A secondary point is how undependable clocks are. There are several types of clocks that computers use but they all have problems.

wall clock time can not only be wrong, but can do silly things like move in the opposite direction of normal time
monotonic clocks are useful on a single machine for timing events... but the timing is not terribly accurate, and the monotonic clock time doesn't have any meaning outside of the computer it lives on
logical clocks (like Lamport timestamps) are identifiers that increment monotonically so they can help establish ordering, but they only seem to be useful after the fact, and can't establish ordering of concurrent events as they happen.

Paxos is a famous distributed consensus algorithm... but it's really a family of algorithms. What people (Google) tends to actually implement is "multipaxos".

Chapter 9: Consistency and Consensus (John)

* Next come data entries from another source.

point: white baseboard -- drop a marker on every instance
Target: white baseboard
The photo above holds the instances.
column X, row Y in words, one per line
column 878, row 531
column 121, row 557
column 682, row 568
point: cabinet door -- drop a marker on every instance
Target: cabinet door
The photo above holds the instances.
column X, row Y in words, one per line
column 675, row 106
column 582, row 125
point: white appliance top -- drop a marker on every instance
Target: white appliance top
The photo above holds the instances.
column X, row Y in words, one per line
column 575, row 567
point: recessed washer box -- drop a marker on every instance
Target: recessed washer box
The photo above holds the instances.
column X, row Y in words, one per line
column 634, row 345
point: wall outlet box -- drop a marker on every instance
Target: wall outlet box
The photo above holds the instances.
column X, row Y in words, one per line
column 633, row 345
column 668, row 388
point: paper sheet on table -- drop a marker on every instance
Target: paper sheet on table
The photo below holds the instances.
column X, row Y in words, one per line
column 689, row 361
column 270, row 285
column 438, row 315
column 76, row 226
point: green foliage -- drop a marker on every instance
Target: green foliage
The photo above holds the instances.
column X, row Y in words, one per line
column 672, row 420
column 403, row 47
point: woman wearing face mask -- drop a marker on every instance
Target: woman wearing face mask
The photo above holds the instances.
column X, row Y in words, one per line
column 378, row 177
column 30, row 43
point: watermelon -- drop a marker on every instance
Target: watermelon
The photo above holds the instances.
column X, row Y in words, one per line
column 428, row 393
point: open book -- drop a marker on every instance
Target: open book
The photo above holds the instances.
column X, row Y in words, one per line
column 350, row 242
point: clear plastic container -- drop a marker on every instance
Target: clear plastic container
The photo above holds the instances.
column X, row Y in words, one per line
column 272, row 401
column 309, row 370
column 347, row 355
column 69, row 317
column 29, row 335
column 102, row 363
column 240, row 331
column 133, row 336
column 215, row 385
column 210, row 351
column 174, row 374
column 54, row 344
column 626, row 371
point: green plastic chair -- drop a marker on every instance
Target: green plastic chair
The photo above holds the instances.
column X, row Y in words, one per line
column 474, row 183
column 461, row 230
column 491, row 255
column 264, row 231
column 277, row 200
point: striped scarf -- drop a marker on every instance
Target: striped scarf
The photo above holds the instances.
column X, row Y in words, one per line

Linearizability is not serializability. Linearizability is the guarantee that you can make data in your system act as if there is only one copy (even if it's replicated for durability).
Linearizability doesn't seem so profoundly useful on the surface, but, consider these two cases where it's important for data to seem as if there is only one copy:

If a leader node of your database cluster falls over - it's important that all nodes agree about who the new leader is.
If you are signing up users and each user must have a unique id, then all nodes have to agree, when a new user id is created, that it is unique.

Chapter 10: Batch Processing (Eric Goddard)

I found the author's metaphor relating UNIX process to batch processing interesting. At first I didn't get it, because MapReduce feels almost nothing like piping bash commands together. But once we started talking about Spark processing it made more sense. Both UNIX and Spark work because they have a standardized interface between processing units (in UNIX the standard are bytestreams; in Spark it's filestreams). Also both UNIX and Spark avoid materializing intermediate results (e.g. avoid writing them to disk ... expensive) and instead pass data from one processor to another.

Outside of the book conversation, I continue to be impress with Edwards knowledge of research. He's always throwing links to papers into the conversation. This time he threw in a link for a paper entitled Calvin: Fast Distributed Transactions for Partitioned Database Systems which seems interesting because in my chapter "distributed transactions" is exactly what seemed so very hard to do with any speed at all!